前夜

前夜

このふたりは価値観とかだいぶ違いそうだなとおもいます


『明日、レースだね』

『見に行くよ』

 

 練習を終え、ふとスマホを見れば恋人であるところのユーバーレーベンからメッセージが入っていた。彼女からの文言に飾り気がないのは今に始まったことではない。それに一言『ありがとう』とだけ返信をしてアプリを閉じた。

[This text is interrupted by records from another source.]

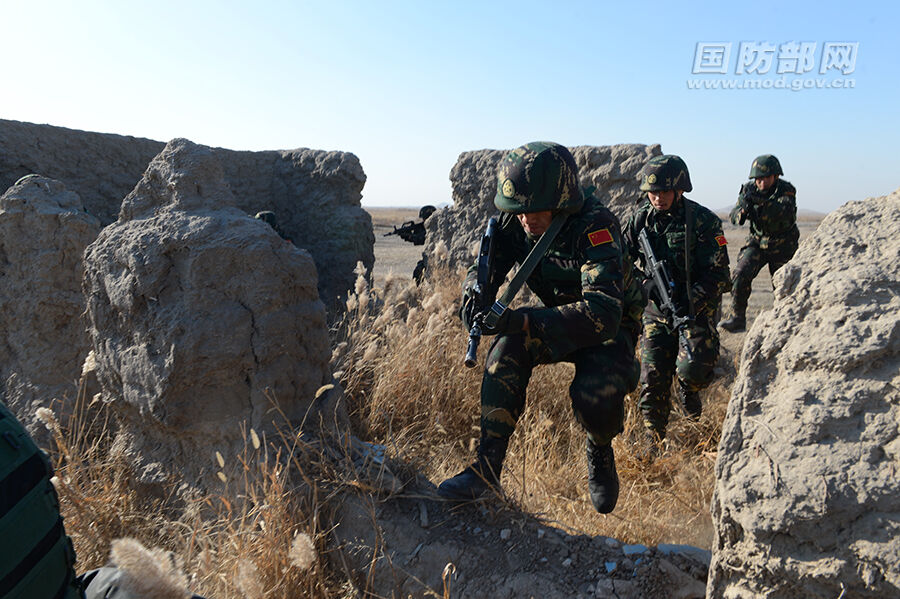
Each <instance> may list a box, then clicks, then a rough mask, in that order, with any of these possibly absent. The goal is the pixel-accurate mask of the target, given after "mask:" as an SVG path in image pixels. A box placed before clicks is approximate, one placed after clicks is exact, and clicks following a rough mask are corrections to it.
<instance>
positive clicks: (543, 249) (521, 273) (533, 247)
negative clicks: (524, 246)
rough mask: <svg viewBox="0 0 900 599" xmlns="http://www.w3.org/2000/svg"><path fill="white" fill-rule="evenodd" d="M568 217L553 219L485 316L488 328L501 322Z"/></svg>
mask: <svg viewBox="0 0 900 599" xmlns="http://www.w3.org/2000/svg"><path fill="white" fill-rule="evenodd" d="M568 216H569V215H568V214H566V213H564V212H560V213H558V214H557V215H556V216H554V217H553V221H552V222H551V223H550V226H549V227H547V230H546V231H544V234H543V235H541V238H540V239H538V242H537V243H536V244H535V245H534V247H533V248H531V251H530V252H529V253H528V256H527V257H526V258H525V261H524V262H523V263H522V265H521V266H520V267H519V270H518V271H517V272H516V275H515V276H514V277H513V278H512V281H510V282H509V285H507V286H506V289H505V290H504V291H503V295H501V296H500V299H498V300H497V301H495V302H494V304H493V305H492V306H491V309H490V310H489V311H488V313H487V314H486V315H485V317H484V324H485V325H487V326H488V327H493V326H495V325H496V324H497V321H498V320H500V316H501V315H502V314H503V313H504V312H505V311H506V308H507V307H508V306H509V304H510V302H512V300H513V298H514V297H516V294H517V293H518V292H519V289H521V288H522V285H523V284H524V283H525V281H526V280H527V279H528V277H529V276H531V273H532V272H533V271H534V268H535V267H536V266H537V263H538V262H540V260H541V258H543V257H544V254H546V253H547V249H548V248H549V247H550V244H551V243H553V240H554V239H555V238H556V235H557V233H559V231H560V229H562V226H563V224H564V223H565V222H566V218H568Z"/></svg>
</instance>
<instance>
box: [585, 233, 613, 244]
mask: <svg viewBox="0 0 900 599" xmlns="http://www.w3.org/2000/svg"><path fill="white" fill-rule="evenodd" d="M588 241H590V242H591V246H592V247H597V246H598V245H603V244H604V243H610V242H611V241H612V233H610V232H609V229H597V230H596V231H594V232H593V233H588Z"/></svg>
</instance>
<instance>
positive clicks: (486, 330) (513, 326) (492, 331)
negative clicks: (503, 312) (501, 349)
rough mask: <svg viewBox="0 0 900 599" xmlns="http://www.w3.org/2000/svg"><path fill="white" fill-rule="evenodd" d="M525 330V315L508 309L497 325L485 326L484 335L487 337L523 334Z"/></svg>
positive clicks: (515, 311)
mask: <svg viewBox="0 0 900 599" xmlns="http://www.w3.org/2000/svg"><path fill="white" fill-rule="evenodd" d="M524 328H525V313H524V312H520V311H519V310H509V309H507V310H506V311H505V312H504V313H503V314H501V315H500V319H499V320H498V321H497V324H496V325H494V326H492V327H487V326H485V327H484V328H483V329H482V333H484V334H485V335H511V334H513V333H521V332H522V329H524Z"/></svg>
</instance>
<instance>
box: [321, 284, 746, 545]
mask: <svg viewBox="0 0 900 599" xmlns="http://www.w3.org/2000/svg"><path fill="white" fill-rule="evenodd" d="M460 280H461V275H459V274H458V273H450V272H447V271H443V272H442V271H437V272H432V273H431V275H430V278H429V279H428V280H427V281H426V282H425V283H423V284H422V286H421V287H418V288H416V287H415V286H414V285H412V284H410V283H408V282H405V281H401V280H396V279H389V280H387V281H386V284H385V287H384V289H375V290H372V289H369V287H368V285H367V284H366V282H365V281H364V280H363V279H360V280H359V282H358V284H357V289H356V290H355V291H356V293H355V295H354V296H352V297H351V298H350V300H349V304H348V307H349V308H350V310H349V312H348V317H347V319H346V320H345V321H344V322H343V324H342V327H341V328H340V339H341V343H340V344H339V345H338V346H337V349H336V351H335V355H334V357H333V360H334V363H335V368H336V370H339V371H340V376H341V381H342V383H343V385H344V387H345V389H346V390H347V393H348V396H349V397H351V398H352V402H353V408H354V411H353V417H354V422H355V424H356V426H358V427H359V428H360V429H361V430H362V431H363V432H362V434H364V435H365V436H366V437H367V438H369V439H370V440H373V441H376V442H379V443H384V444H385V445H387V446H388V447H389V448H391V450H392V451H393V452H394V454H395V457H397V458H399V459H401V460H403V461H405V462H407V463H409V464H411V465H412V466H414V467H415V468H416V469H418V470H419V471H421V472H423V473H424V474H425V475H426V476H427V477H428V478H429V479H430V480H432V481H434V482H435V483H439V482H440V481H441V480H443V479H444V478H446V477H448V476H452V475H453V474H455V473H456V472H458V471H459V470H460V469H461V468H463V467H465V466H466V465H467V464H468V463H469V462H470V461H471V460H472V459H473V457H474V448H475V446H476V441H477V438H478V435H479V432H478V416H479V389H480V384H481V371H480V369H477V368H476V369H471V370H470V369H467V368H465V367H464V366H463V354H464V351H465V347H466V341H467V336H466V333H465V331H464V330H463V329H462V327H461V326H460V324H459V320H458V318H457V316H456V311H457V309H458V302H459V286H460ZM489 341H490V339H485V340H484V342H483V343H482V346H481V348H480V357H481V363H483V360H484V356H485V353H486V351H487V346H488V345H489ZM723 362H724V361H723ZM723 365H724V366H725V367H726V368H730V365H728V364H723ZM572 374H573V367H572V366H571V365H569V364H558V365H550V366H541V367H539V368H537V369H536V370H535V373H534V375H533V378H532V382H531V384H530V385H529V389H528V403H527V408H526V411H525V413H524V414H523V416H522V418H521V420H520V423H519V426H518V428H517V430H516V433H515V434H514V435H513V438H512V441H511V444H510V448H509V452H508V457H507V461H506V464H505V468H504V474H503V486H504V491H505V493H506V495H507V498H508V499H509V500H511V501H512V502H513V503H514V504H515V505H516V506H517V507H518V508H519V509H522V510H525V511H528V512H530V513H534V514H538V515H540V516H542V517H543V518H545V519H547V520H548V521H550V522H555V523H557V524H558V525H559V526H562V527H564V528H567V529H570V530H574V531H580V532H584V533H587V534H591V535H598V534H603V535H608V536H612V537H615V538H618V539H620V540H623V541H627V542H641V543H645V544H658V543H660V542H679V543H690V544H693V545H697V546H701V547H707V548H708V547H710V545H711V542H712V524H711V519H710V515H709V504H710V500H711V494H712V489H713V480H714V476H713V468H714V463H715V451H716V447H717V445H718V440H719V435H720V432H721V428H720V426H721V422H722V420H723V418H724V412H725V406H726V404H727V401H728V394H729V392H730V388H729V387H727V386H726V385H725V384H724V383H721V382H720V383H717V384H715V385H713V387H712V388H711V389H709V390H707V392H706V393H705V394H704V397H703V399H704V415H703V417H702V419H701V420H700V421H699V422H696V423H695V422H691V421H690V420H688V419H687V418H685V417H683V415H682V412H681V410H680V408H679V407H677V406H676V407H674V409H673V411H672V417H671V419H670V425H669V439H668V441H667V442H666V450H665V452H664V453H663V455H662V456H660V457H659V458H658V459H656V460H654V461H652V462H651V461H649V460H642V459H640V458H639V457H637V455H638V449H639V445H640V443H641V442H642V441H643V437H644V432H643V425H642V421H641V418H640V414H639V413H638V411H637V409H636V407H635V406H636V401H637V394H636V393H633V394H631V395H629V397H627V398H626V406H627V418H626V422H625V431H624V433H623V434H621V435H619V436H618V437H617V438H616V440H615V441H614V442H613V446H614V448H615V452H616V459H617V464H618V469H619V475H620V478H621V486H622V492H621V495H620V498H619V505H618V507H617V508H616V510H615V512H613V513H612V514H610V515H607V516H601V515H599V514H597V513H596V512H594V510H593V508H592V507H591V504H590V500H589V498H588V495H587V465H586V461H585V456H584V443H585V440H584V433H583V432H582V430H581V428H580V427H579V425H578V424H577V423H576V422H575V420H574V417H573V416H572V414H571V407H570V402H569V398H568V386H569V383H570V381H571V378H572Z"/></svg>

 大一番を控えた恋人からの激励の言葉としてはあまりに素っ気ないが、短い文言の中に彼女の思いがいかに詰まっているかを知っているからこそそんな言葉が愛おしい。

 

 

「わたしが何も言わなくてもあなたは頑張ると思う」

「そして時には無理をしてでも、怪我をしてでも走り切りたいレースもあると思う」

「だから、『頑張って』も『無事に帰ってきて』もわたしには言えないの」

 

 そう語る彼女の眼はどこまでも澄んでいて、そしてどこか違う世界を見ているようだったのをよく覚えている。今までに言われたこともないような言葉に何も言えずにいたのだったか。

 

「わたしは何が何でも生きて帰って来るけれど、それを誰かに強いることなんてできない」

「だから、せめて最後までレースを見届ける。それがわたしなりの誠意で、敬意だよ」

 

 

 【生き残る】なんて祈りにも似た名前を背負う彼女には世界はどう見えているのか。

 【大帝】も大げさだとは思うけれども、乗せられた願いがあまりにも違う。違うがゆえに、世界の見方すら共有できないことを少し寂しく思う。

 

 考えを改めることも歩み寄ることもままならないが、だからこそ彼女に惹かれたのかもしれない。きっと一生かかっても理解できない相手だからこそ、一生を共に在りたいと思うのだろうか。

 

 勝っても負けても明日は電話を掛けよう。彼女の「見てたよ」という言葉を聞いて、そうしたら最近見つけた花の話でもして、それで。

 無事に帰ってきたことを無言のうちに噛みしめられたらいい。